In California State Board of Equalization v. Goggin, 9 Cir., 245 F.2d 44, at 45 (1957), cert. den. 353 U.S. 961, 77 S.Ct. 863, 1 L.Ed.2d 910 the court remarked:


"* * * This Court should respect and follow our previous opinions. The trial courts are entitled to rely upon such earlier pronouncements. * * *" In Commissioner of Internal Revenue v. Moran, 8 Cir., 236 F.2d 595, at 596 (1956), the court said:


"* * * This court has repeatedly held, particularly in tax matters, that the decision of another Court of Appeals should be followed unless demonstrably erroneous or there appear cogent reasons for its rejection. Birmingham v. Geer, 8 Cir., 1950, 185 F.2d 82, 85, certiorari denied 1951, 340 U.S. 951, 71 S.Ct. 571, 95 L.Ed. 686.


"`It is important that, so far as possible and particularly with respect to questions affecting the administration of taxing statutes, there should be uniformity of decision among the circuits. We would not be justified in refusing to follow the decision of the Circuit Court of Appeals in the Avalon case [Avalon Amusement Corp. v. United States, 7 Cir., 165 F.2d 653] unless convinced that it was clearly wrong. United States v. Armature Rewinding Co., 8 Cir., 124 F.2d 589, 591; United States v. Kelley, 8 Cir., 110 F.2d 922, 924; Grain Belt Supply Co. v. Commissioner of Internal Revenue, 8 Cir., 109 F.2d 490, 492.'


"See also Lazier v. United States, 8 Cir., 1948, 170 F.2d 521, 526, 9 A.L. R.2d 324."


For the reasons which we have herein stated, the judgment from which defendant has appealed is affirmed.


Judgment affirmed.



It does not appear that the government applied for a writ of certiorari in McDermott's Estate


KILEY, Circuit Judge (concurring).


I concur in the result achieved by the majority, because I think the stability of the law in this circuit requires that, generally speaking, no panel in this court ought to overrule the decision of another panel, and that only the court en banc should exercise this power.


I share the view of the district court, however, which reluctantly followed McDermott in its decision, since I have grave doubt about the correctness of the McDermott decision in its reliance upon Gidwitz. In the Gidwitz case the Tax Court had found as a matter of fact that the transfer was in contemplation of death and accordingly was complete in the transferor's lifetime and thus not includible in his gross estate. There was no reservation by Gidwitz of any dominion over the property transferred.
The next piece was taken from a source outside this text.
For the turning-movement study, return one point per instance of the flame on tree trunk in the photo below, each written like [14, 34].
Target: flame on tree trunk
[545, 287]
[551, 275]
McDermott, however, as settlor-trustee, reserved the right to distribute or accumulate income from the trust corpus. Yet this court held that the income was not includible in his gross estate because the transfer was as complete "as it was in the Gidwitz case" with no power reserved to "revoke, change or modify" the trust for the settlor's benefit or by which he could ever acquire any interest in the income from the corpus.


This holding was rejected, after analysis, by the First Circuit in Round v. C. I. R., 332 F.2d 590 (1964), and its soundness has been questioned by legal scholars, Lowndes and Kramer, Federal Estate and Gift Taxes, at 434-35 (1962). The views of the First Circuit and of Lowndes and Kramer are support for the Commissioner's contention, in the case before us, that the Fabrice transfer, because he reserved dominion over the income until his death, was incomplete until the time of his death. The reservation of dominion over the income in the McDermott case and in the case before us is what distinguishes them from Gidwitz. The fact that a settlor does not or cannot benefit from the retained power is, in my opinion, immaterial to the precise question here.